Not many were spared the ire of the Joint Trade Union Movement during the Labour Day in Port of Spain march yesterday.
Prime Minister Kamla Persad-Bissessar, National Security Minister Jack Warner, media heavyweights and an unnamed media owner came under fire from the various labour leaders after the four-hour march through the streets.
Thousands of workers attached to the amalgamated unions marched up to Memorial Square at the top of Charlotte Street and then down Frederick Street, back into the capital where they heard from the union leaders.
Ancel Roget, leader of the Oilfields Workers' Trade Union, delivered a fiery address aimed at those who he claimed were against workers' rights.
He blasted Persad-Bissessar for capitalising on the new popularity of Olympic gold medallist Keshon Walcott.
"You see you have a Prime Minister who have nothing to do but PR (public relations) all over the place.
"The country running on remote, run by a cabal," Roget told the crowd gathered at Independence Square.
"While everybody is paying attention to the diversion, they are corruptly going away with not thousands of dollars, not millions of dollars but billions of dollars.
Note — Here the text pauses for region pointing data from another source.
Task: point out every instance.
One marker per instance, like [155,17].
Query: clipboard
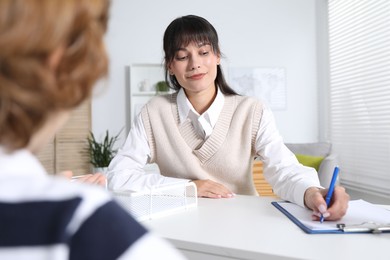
[361,217]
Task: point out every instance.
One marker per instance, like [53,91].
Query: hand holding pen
[334,209]
[329,194]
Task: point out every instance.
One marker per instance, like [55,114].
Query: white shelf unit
[141,82]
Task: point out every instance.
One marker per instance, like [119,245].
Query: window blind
[68,150]
[359,49]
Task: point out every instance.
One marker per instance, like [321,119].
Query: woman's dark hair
[181,32]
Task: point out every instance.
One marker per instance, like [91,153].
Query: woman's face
[195,67]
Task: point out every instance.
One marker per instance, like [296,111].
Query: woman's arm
[126,170]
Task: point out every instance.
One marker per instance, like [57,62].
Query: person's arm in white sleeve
[126,170]
[288,178]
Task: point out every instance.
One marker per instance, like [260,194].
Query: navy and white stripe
[44,217]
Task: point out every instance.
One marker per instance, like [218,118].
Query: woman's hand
[96,178]
[315,200]
[211,189]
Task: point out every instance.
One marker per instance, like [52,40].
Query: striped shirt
[47,217]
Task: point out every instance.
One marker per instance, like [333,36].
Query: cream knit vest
[225,157]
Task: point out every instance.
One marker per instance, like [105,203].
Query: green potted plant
[101,152]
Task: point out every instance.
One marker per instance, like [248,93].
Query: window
[68,149]
[359,48]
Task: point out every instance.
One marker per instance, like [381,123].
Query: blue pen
[331,189]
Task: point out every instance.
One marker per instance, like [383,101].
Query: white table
[249,227]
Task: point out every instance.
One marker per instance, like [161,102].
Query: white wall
[258,33]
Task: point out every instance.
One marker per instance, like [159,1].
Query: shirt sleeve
[126,170]
[288,178]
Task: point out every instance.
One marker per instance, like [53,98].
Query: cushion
[310,161]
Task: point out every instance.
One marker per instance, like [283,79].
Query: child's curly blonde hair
[30,32]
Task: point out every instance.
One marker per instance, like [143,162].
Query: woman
[208,134]
[51,54]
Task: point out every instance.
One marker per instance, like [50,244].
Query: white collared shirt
[126,170]
[203,124]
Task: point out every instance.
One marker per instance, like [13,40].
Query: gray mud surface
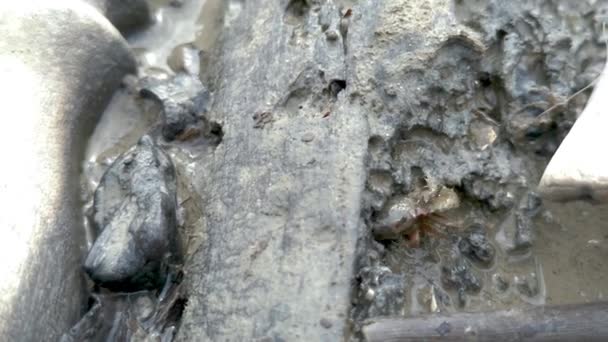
[333,119]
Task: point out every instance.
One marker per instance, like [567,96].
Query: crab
[414,215]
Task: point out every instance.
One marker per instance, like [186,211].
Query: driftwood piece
[580,322]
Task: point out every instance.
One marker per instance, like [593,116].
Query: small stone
[382,292]
[325,323]
[500,283]
[459,275]
[134,210]
[185,58]
[184,100]
[476,247]
[524,232]
[331,35]
[308,137]
[444,328]
[527,286]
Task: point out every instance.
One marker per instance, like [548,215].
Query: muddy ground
[375,158]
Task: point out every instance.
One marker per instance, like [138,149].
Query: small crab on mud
[415,214]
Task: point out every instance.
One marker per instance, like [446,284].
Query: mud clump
[135,213]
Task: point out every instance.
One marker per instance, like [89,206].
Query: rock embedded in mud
[460,276]
[476,246]
[381,291]
[524,225]
[184,102]
[185,58]
[135,212]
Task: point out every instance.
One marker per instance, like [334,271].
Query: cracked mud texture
[134,211]
[330,109]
We would get the biggest set up workers have ever seen in this country," he said.
"All who want to call me disrespectful, remember what we call (former prime minister) Patrick Manning, remember what we call (former prime minister) George Chambers, remember what we call Father of the Nation Eric Williams.
"So if we want to call those who are drunk on power and other things, all kind of things, we are well within our right to call them that," he said.
"We about serious business now and all they know is to be high, fly high," he said.
Roget warned those against the union not to "interfere" with him or the OWTU.
He said people were afraid of Warner for various reasons, including his money, connections and because he collected information on key people.
"I want to say today, this 75-year-old union, we are not afraid of Jack Warner at all. We are going to deal with you and I say that without fear.
"The joint trade union leaders, we know one thing, we are upright and straight, we will be brutal to deal with anybody who decide to prevent us from achieving our objective, which is to serve the people of Trinidad and Tobago. Who vex loss," he said.
With regard to the now contentious bunkering contract, Roget said he did not see why a private company should benefit from such a lucrative deal, when State-owned Petrotrin should have been accessing that same market.
He said this was not the end of the action against the Government, but promised to march against the Prime Minister at both her office in St Clair and her private residence in South Trinidad.